Welcome back to Second Union’s coverage of the MCU films! Avengers: Infinity War releases in a few days, and to celebrate the arrival, we’ll be taking a look at Spider-Man: Homecoming, following the web-slinging superhero (Tom Holland) after his debut in Captain America: Civil War. He must attempt to maintain a balance between school and crime-fighting, all while trying to prove himself to Tony Stark. When he discovers an underground weapons manufacturing ring, he has to try to dismantle it and take down the leader, a supervillain known as Vulture.
Marvel’s solo film formula has kept the studio going for a decade now. As seen in prior films like Iron Man, Thor, and Doctor Strange, the studio’s formula consists of a selfish character who must come to terms with their actions. By the end of the film, they’ve learned important lessons and saved the world from a threat. As you can expect, the best Marvel films are the ones that break that mold, and Spider-Man: Homecoming does just that. It impressively acts as a superhero film while masquerading as a coming-of-age flick reminiscent of the ones made famous in the ’80s.
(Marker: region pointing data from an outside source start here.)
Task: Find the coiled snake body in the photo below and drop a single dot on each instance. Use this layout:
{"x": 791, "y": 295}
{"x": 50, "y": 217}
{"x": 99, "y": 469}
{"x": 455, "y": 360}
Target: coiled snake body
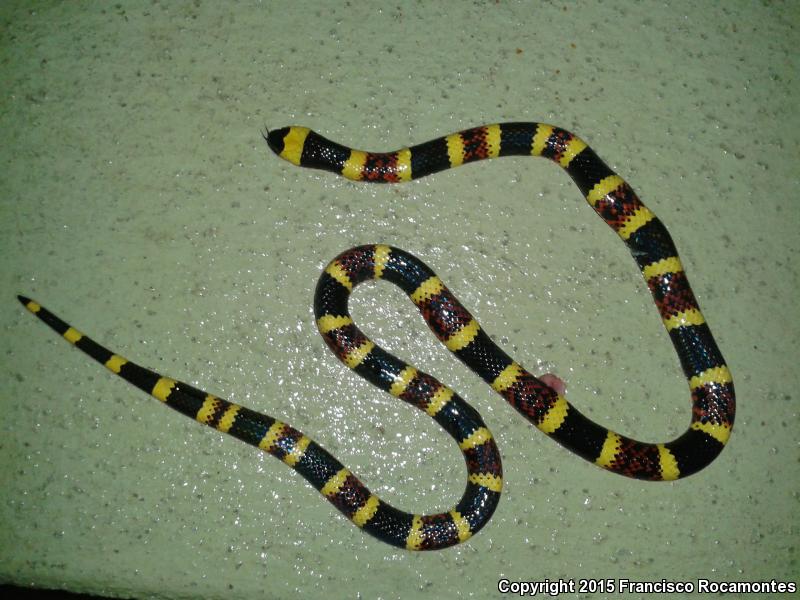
{"x": 710, "y": 383}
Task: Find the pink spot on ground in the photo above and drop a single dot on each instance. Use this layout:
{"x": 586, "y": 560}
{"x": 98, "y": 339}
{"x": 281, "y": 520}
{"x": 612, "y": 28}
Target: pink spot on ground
{"x": 555, "y": 382}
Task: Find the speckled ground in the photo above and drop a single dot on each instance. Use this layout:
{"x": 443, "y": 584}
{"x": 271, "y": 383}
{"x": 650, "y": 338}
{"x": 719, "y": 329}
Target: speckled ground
{"x": 138, "y": 200}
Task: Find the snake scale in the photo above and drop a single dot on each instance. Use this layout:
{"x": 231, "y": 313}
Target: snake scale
{"x": 710, "y": 382}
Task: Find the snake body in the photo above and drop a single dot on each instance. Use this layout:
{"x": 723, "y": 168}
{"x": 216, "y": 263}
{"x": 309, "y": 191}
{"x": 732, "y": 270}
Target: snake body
{"x": 710, "y": 382}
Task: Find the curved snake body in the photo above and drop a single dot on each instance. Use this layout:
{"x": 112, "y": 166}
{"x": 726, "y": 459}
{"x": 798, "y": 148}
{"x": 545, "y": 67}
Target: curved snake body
{"x": 710, "y": 383}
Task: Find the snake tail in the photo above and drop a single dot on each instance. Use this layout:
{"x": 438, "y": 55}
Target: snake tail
{"x": 339, "y": 486}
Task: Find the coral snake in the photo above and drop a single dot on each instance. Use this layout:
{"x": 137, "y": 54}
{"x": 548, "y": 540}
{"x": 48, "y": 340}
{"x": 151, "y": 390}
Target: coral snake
{"x": 710, "y": 383}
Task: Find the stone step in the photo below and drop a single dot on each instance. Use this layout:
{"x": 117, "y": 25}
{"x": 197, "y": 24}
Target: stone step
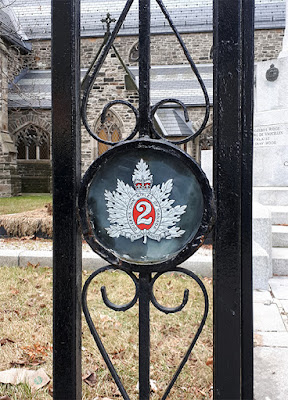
{"x": 271, "y": 196}
{"x": 280, "y": 261}
{"x": 279, "y": 236}
{"x": 279, "y": 214}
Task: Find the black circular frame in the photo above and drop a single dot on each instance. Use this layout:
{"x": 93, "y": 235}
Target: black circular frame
{"x": 189, "y": 247}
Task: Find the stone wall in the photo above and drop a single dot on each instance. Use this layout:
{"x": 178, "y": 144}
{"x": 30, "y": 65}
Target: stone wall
{"x": 9, "y": 179}
{"x": 268, "y": 44}
{"x": 109, "y": 86}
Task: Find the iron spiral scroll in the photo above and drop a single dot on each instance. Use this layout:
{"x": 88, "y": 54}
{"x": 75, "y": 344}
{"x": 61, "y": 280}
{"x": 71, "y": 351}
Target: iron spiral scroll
{"x": 97, "y": 200}
{"x": 129, "y": 305}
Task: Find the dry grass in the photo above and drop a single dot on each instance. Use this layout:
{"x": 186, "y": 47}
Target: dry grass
{"x": 28, "y": 224}
{"x": 12, "y": 205}
{"x": 26, "y": 319}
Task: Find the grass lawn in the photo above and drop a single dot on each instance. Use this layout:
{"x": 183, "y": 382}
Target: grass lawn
{"x": 12, "y": 205}
{"x": 26, "y": 335}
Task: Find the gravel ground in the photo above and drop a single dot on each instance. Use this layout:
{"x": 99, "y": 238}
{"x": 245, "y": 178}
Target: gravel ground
{"x": 44, "y": 244}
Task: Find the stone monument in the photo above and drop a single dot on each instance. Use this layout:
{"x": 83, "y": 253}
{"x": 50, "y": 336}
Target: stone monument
{"x": 270, "y": 175}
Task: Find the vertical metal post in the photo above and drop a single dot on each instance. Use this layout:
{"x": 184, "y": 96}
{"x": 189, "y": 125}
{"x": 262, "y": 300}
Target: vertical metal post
{"x": 247, "y": 374}
{"x": 233, "y": 66}
{"x": 144, "y": 130}
{"x": 144, "y": 67}
{"x": 66, "y": 179}
{"x": 144, "y": 335}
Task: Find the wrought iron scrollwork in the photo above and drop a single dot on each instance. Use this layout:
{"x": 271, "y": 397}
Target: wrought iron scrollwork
{"x": 144, "y": 282}
{"x": 154, "y": 108}
{"x": 158, "y": 306}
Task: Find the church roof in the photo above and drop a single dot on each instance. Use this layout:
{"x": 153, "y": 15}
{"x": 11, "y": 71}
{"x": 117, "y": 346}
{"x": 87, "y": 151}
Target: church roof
{"x": 33, "y": 88}
{"x": 9, "y": 30}
{"x": 188, "y": 16}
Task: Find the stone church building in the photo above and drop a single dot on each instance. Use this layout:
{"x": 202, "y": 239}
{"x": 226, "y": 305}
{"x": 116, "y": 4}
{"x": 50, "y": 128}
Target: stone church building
{"x": 25, "y": 76}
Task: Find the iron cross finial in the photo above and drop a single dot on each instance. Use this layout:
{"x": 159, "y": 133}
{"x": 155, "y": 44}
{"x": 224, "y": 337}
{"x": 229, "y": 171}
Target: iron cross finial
{"x": 108, "y": 21}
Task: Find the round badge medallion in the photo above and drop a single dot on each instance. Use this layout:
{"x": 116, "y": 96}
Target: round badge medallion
{"x": 145, "y": 203}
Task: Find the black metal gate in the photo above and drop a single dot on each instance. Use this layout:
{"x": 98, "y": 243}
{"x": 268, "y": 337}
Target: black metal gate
{"x": 233, "y": 107}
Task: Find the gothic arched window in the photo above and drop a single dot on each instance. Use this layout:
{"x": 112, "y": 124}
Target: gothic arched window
{"x": 134, "y": 53}
{"x": 32, "y": 143}
{"x": 109, "y": 131}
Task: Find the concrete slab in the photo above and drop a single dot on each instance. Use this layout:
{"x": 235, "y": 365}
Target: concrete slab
{"x": 9, "y": 258}
{"x": 44, "y": 258}
{"x": 270, "y": 373}
{"x": 271, "y": 339}
{"x": 271, "y": 195}
{"x": 261, "y": 268}
{"x": 279, "y": 236}
{"x": 280, "y": 261}
{"x": 285, "y": 305}
{"x": 262, "y": 296}
{"x": 279, "y": 287}
{"x": 279, "y": 214}
{"x": 267, "y": 318}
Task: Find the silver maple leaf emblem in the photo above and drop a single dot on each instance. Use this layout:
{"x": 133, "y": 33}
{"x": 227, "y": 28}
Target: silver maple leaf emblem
{"x": 145, "y": 210}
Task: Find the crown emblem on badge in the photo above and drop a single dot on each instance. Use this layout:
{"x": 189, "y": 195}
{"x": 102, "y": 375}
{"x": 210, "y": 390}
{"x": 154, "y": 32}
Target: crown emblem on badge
{"x": 144, "y": 211}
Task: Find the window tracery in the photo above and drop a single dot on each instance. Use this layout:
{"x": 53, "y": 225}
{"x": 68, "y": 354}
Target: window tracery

Spider-Man: Homecoming is not a movie without flaws. Like all superhero films, it has trouble balancing certain aspects. What was marketed as a solo outing for the hero is mostly spent with him trying to live up to his mentor’s legacy. It’s not that elements like this aren’t important to have in a film. It’s just that the movie spends so much time focusing on this aspect that it begins to feel boring in parts, as well as a bit repetitive. That being said, Robert Downey Jr. is always great, and this is no exception. Stark is as entertaining as he is in any of the other Marvel films, and his presence is most certainly appreciated.
Tom Holland’s performance as Spider-Man is quite possibly the best one yet, but his performance as Peter Parker is even better. In the other two Spider-Man franchises, there wasn’t much room for high-school antics, as those focused on the superhero aspect of Parker’s life more than it did on his school and home life. This film definitely favors the latter, spending lots of time focusing on Peter’s relationships, as well as the general troubles of being a high-schooler. Coupled with the fact that he’s close to becoming an Avenger, the smaller-scale elements really make this movie special and different than others before it.
In a universe where very few superhero villains can be labeled as “memorable”, Vulture / Adrian Toomes (Michael Keaton) is one of the best. Keaton gives one of the best villain performances simply because of how the film focuses on him as a human being with thoughts and emotions. Up until this point, there really hasn’t been that many relatable villains, but Toomes is great because of how you see him. He isn’t corrupted by power. Behind his villainy, there’s a serious and believable driving force. This makes him one of the greatest and well-developed antagonists in Marvel’s library.
In terms of action sequences, Homecoming‘s are exciting and enjoyable. They serve no purpose other than entertaining and do just that. While they aren’t as visually stunning and fast-paced as others in Marvel’s library, there’s no doubt that they’re fun. The best is by far the Washington Monument scene. Not only is it tense, but it’s also funny. The ferry scene is a close second, that one being even more engaging. The only issue with these scenes is that they’re way too short. None of them have to be long like the airport battle in Civil War, but they definitely could be a bit more lengthy.
One of the film’s best aspects is that it doesn’t feel like a step backward for the film version of the character. There’s no Uncle Ben subplot, no exposition as to how and why Peter started crime-fighting. This is good because we’ve seen those twice before. However, it also feels a bit too much like a set-up. It isn’t as bad or as obvious as other films before it, but could we do without the introduction of something new at the end of these films? Just once. Did we really need the introduction of the Iron Spider suit? No. The film could’ve also done without Michelle (Zendaya) dropping that her nickname is M.J. The references feel out-of-place in a movie that fits in snugly with the rest of the MCU.
Spider-Man: Homecoming is one of the most delightful entries in the MCU. While not without its flaws, it chooses to “stay close to the ground” instead of going for a massive-scale blockbuster. Tom Holland proves himself more than up to the task of portraying both Peter Parker and Spider-Man, and the decision to focus more on his daily life was very much so important, paying off nicely. Timeline errors aside, this is one of the most enjoyable entries in the MCU, and also one of the best.
Spider-Man: Homecoming stars Tom Holland, Michael Keaton, Jon Favreau, Gwyneth Paltrow, Zendaya, Donald Glover, Jacob Batalon, Laura Harrier, Tony Revolori, Bokeem Woodbine, Tyne Daly, Marisa Tomei, Robert Downey Jr. Directed by Jon Watts.